His success did not come without hard work, or a list of encumbrances. In 2008, Haddad enrolled at Divison I North Carolina after winning a PIAA 2A state championship at the 285-pound weight class. After qualifying for nationals in his second year, Haddad showed sign of a propitious college career. However, nationals were a parabolic curve in a sense, as the former state champion made a number of mistakes, dropped out of school and began a dead-end job in construction. With no escape in sight, Haddad turned to smoking and alcohol as an outlet for his grievances.

As a result, his weight spiked and he shunned himself from his family for two years. “I was disgusted with myself; I went from top of the mountain to underground,” Haddad said. “I just kept making bad decision after bad decision. Before you knew it, I’m smoking, I’m drinking, I ballooned in weight, I was disgusted with myself. Then my angel came into my life.”

Haddad’s life changed forever when he rekindled with high school girlfriend Shelly McCarthy. After his armed was raised, Haddad shared a moment with his fiancée, Shelly. The two summed it up as simply as possible: “We did it.”

McCarthy helped Haddad come back into the light.
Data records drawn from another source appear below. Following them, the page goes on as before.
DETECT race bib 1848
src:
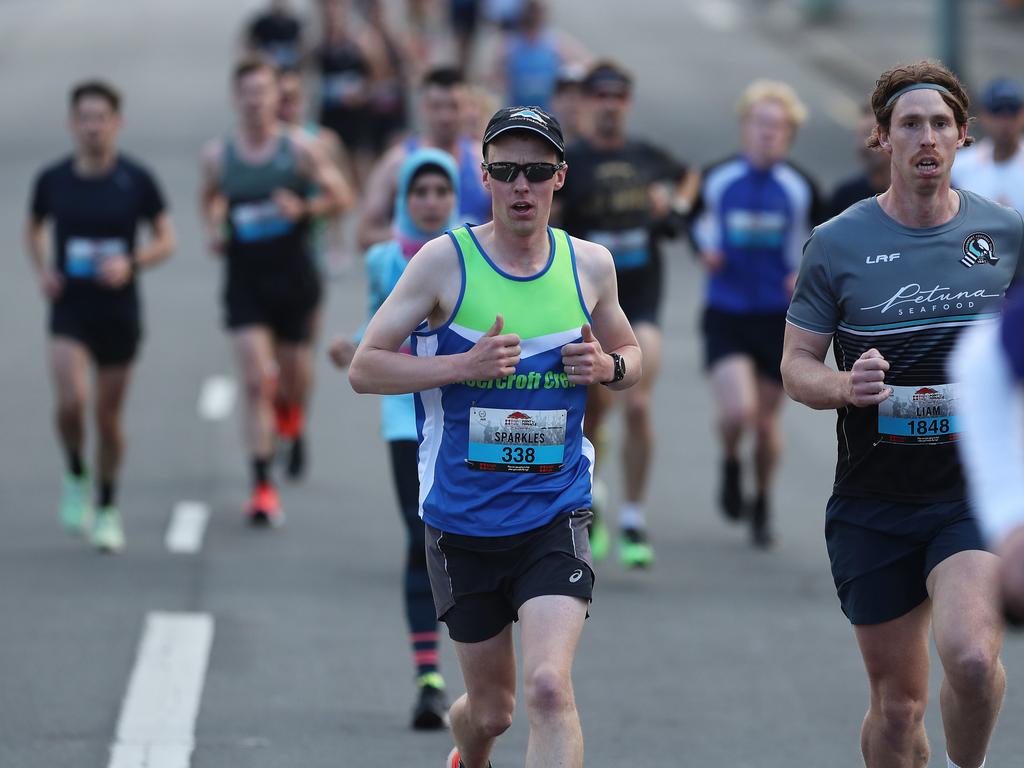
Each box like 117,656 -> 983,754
879,384 -> 959,444
466,408 -> 565,472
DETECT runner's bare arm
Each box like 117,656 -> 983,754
348,238 -> 520,394
292,130 -> 355,218
781,323 -> 892,411
562,238 -> 643,389
25,214 -> 63,299
133,211 -> 177,268
316,126 -> 355,188
358,144 -> 406,249
199,139 -> 227,253
25,214 -> 50,275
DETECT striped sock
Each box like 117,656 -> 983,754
409,631 -> 438,678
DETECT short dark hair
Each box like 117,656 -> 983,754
583,58 -> 633,93
231,53 -> 278,85
483,128 -> 565,163
867,58 -> 974,150
420,67 -> 466,88
407,163 -> 455,194
70,80 -> 121,113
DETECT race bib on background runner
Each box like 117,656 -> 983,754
466,408 -> 566,472
65,238 -> 128,280
879,384 -> 959,444
231,200 -> 292,243
587,226 -> 650,269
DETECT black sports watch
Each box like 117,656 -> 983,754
601,352 -> 626,385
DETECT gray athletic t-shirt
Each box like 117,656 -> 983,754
787,190 -> 1024,503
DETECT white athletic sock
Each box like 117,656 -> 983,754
946,753 -> 988,768
618,502 -> 647,529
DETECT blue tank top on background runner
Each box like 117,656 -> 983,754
413,227 -> 594,537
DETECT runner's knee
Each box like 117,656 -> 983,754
239,370 -> 276,402
96,409 -> 121,442
471,693 -> 515,738
57,392 -> 85,421
756,416 -> 781,444
525,665 -> 574,718
625,391 -> 650,429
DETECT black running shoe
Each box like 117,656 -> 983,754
719,459 -> 743,522
413,685 -> 447,731
751,496 -> 775,549
288,435 -> 306,480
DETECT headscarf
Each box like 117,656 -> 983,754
392,147 -> 459,259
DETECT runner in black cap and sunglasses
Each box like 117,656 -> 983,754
349,106 -> 641,768
556,61 -> 699,568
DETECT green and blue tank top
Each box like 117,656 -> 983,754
413,226 -> 594,537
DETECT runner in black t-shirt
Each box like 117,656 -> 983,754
200,56 -> 352,525
828,104 -> 889,218
27,82 -> 174,552
559,61 -> 697,567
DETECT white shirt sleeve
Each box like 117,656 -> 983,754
951,323 -> 1024,545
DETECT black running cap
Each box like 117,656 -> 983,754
583,62 -> 633,93
483,106 -> 565,157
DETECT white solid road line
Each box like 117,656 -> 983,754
690,0 -> 742,32
164,502 -> 210,555
199,376 -> 239,421
108,612 -> 213,768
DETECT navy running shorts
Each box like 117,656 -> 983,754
426,509 -> 594,643
49,284 -> 142,368
615,254 -> 662,326
224,268 -> 322,344
701,307 -> 785,384
825,495 -> 987,625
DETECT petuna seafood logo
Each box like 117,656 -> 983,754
505,411 -> 537,429
961,232 -> 999,268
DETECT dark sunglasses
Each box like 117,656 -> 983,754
480,161 -> 565,183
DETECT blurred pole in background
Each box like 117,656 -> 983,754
935,0 -> 968,83
800,0 -> 839,24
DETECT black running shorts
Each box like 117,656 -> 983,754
701,307 -> 785,384
50,286 -> 142,368
825,495 -> 987,625
224,269 -> 322,344
426,509 -> 594,643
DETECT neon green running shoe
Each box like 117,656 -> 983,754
60,472 -> 92,536
618,528 -> 654,568
92,507 -> 125,554
590,516 -> 611,562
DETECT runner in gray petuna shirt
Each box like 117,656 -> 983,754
781,61 -> 1024,768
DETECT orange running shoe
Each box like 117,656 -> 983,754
247,482 -> 285,527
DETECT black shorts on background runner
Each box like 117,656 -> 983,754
701,307 -> 785,383
426,509 -> 594,643
49,285 -> 142,368
825,496 -> 987,625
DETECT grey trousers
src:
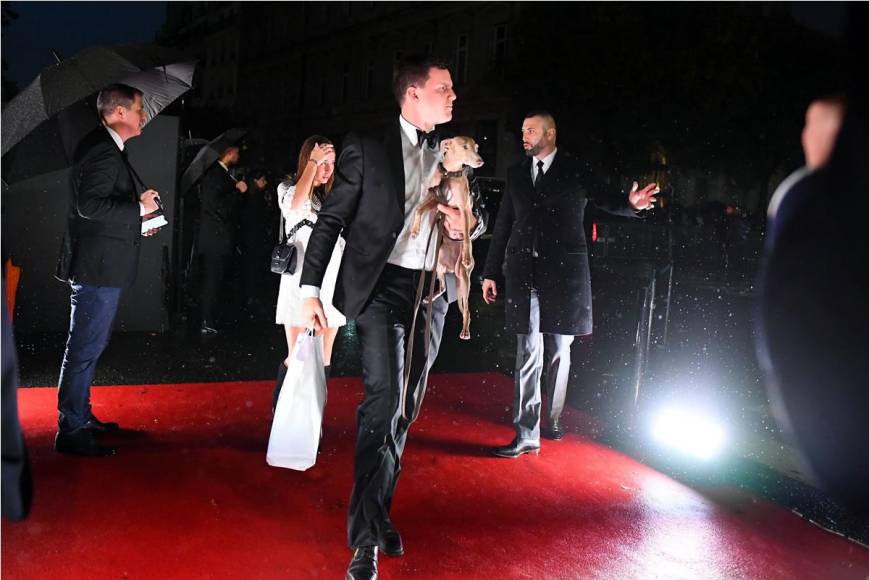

According to an article in the Allentown Morning Call, Haddad opened up as to how instrumental McCarthy was in his reincarnation. “Everybody helped me get back on track, and I was given an opportunity at Kutztown. It was a turning point in my life. I’ll forever be indebted to coach Rob Fisher for being able to straighten out my life,” Haddad said.”

A national championship was the primary thought bouncing around the star grappler’s frontal lobe. He had unfinished business to attend to after finishing fourth at nationals in 2013. Unbeknownst to many, Haddad postponed his wedding for a year in order to come back and compete for a national championship this year. Standing at the top of the podium superseded everything to him. Haddad went on to say that his fiancée and himself put their lives on hold in order for his dream to come to fruition.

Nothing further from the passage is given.